Sanft lege ich meine Arme von hinten um den Körper meines Nachbarn und stelle mich auf die Zehnspitzen, um meinem Nachbarn etwas ins Ohr flüstern zu können: "Was hat dir dieser arme Automat getan, Cam?" Bei meiner Berührung zuckt er zusammen, beginnt aber dann wie ein kleines Kind zu grinsen, als er merkt, dass ich es bin: "Dieses blöde Gerät weigert sich meinen Snickers auszuspucken. Ich will mein Geld zurück!" Seine Stimme erinnert mich an die meines Bruders im Alter von zehn Jahren, welche durch das leichte Zittern seiner Lippe nur noch verstärkt wird. Mir ist zwar klar, dass er das absichtlich macht, aber witzig ist es trotzdem. Auch auf meinen Lippen erscheint das gleiche Grinsen wie auf Camerons und ich löse mich von ihm, um feste gegen den Automaten zu hauen. Sofort fällt der braune Riegel aus der Halterung und landet so, dass Cameron ihn sich, mit einem beleidigen Blick im Gesicht, schnappen kann. "War ja klar!
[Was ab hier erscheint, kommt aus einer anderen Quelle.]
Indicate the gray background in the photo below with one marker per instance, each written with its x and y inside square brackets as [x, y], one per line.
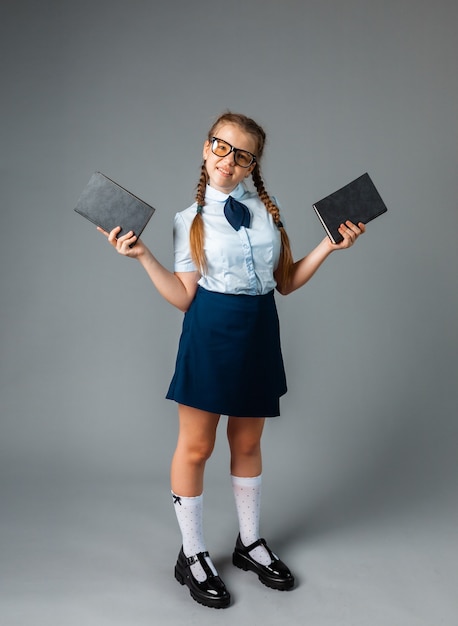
[360, 470]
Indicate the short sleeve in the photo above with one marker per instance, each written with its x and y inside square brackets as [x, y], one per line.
[182, 252]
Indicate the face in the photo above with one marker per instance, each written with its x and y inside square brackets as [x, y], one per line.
[224, 174]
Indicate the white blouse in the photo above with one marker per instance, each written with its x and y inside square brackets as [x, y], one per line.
[239, 262]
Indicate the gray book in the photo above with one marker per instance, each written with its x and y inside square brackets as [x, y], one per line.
[106, 204]
[359, 201]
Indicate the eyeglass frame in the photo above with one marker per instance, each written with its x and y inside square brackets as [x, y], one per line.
[234, 150]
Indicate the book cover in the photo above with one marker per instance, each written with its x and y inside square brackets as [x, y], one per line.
[106, 204]
[358, 201]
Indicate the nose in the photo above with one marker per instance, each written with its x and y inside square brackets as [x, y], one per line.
[230, 158]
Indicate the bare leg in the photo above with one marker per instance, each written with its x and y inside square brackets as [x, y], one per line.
[244, 436]
[196, 440]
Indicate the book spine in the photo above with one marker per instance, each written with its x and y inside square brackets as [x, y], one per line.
[324, 225]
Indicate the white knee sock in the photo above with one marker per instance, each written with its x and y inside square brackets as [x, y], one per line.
[189, 515]
[247, 494]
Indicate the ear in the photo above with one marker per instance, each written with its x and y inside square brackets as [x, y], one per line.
[206, 150]
[250, 169]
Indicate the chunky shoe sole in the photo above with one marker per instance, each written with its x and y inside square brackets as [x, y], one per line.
[184, 578]
[242, 560]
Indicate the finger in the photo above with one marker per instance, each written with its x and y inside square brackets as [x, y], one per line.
[112, 236]
[352, 227]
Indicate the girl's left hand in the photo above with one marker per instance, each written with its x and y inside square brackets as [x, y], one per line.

Ich habe ihn erst vorgelockert", verteidigt er seine Ehre. Ich verdrehe nur die Augen und gehe mit meiner Tasche in der Hand den Flur entlang: "Komm jetzt, meine Beine tun weh!" Als ich das letzte Wort ausgesprochen habe, weiß ich, was ich angerichtet habe. Sofort spüre ich Cams Arme, die meine Taille sanft umfangen. Wenige Sekunden später lösen sich meine Beine vom Boden und ich schwebe in der Luft. Ein entsetzter Schrei entflieht meiner Kehle und ich finde mich in den Armen von Cameron wieder, der mich im Brautstile durch die Gänge der Schule trägt. Sofort sehe ich, wie sich ein zufriedenes Grinsen auf seinen Lippen ausbreitet und dann sind seine weichen Lippen auf meinem Hals. Ein sanfter Schauer überkommt mich und ich spüre, wie mich ein Gefühl überkommt, das ich vorher bei nur wenigen Menschen gespürt habe. Angenehm überrascht schließe ich meine Augen und genieße einfach nur die Situation, anstatt mich zu wehren oder ihn anzulügen und zu sagen, dass ich rein gar nichts für ihn empfinde, denn so fühle ich mich schon lange nicht mehr. Zwar habe ich noch lange nicht vergessen, was in der Vergangenheit geschehen ist, doch in jeder Sekunde, die ich mit ihm verbringe, verblassen diese Erinnerungen immer weiter und werden durch glücklich mit ihm ersetzt und ich will einfach nur grinsen und jedem um mich herum zeigen wie glücklich ich bin. Ist das Liebe?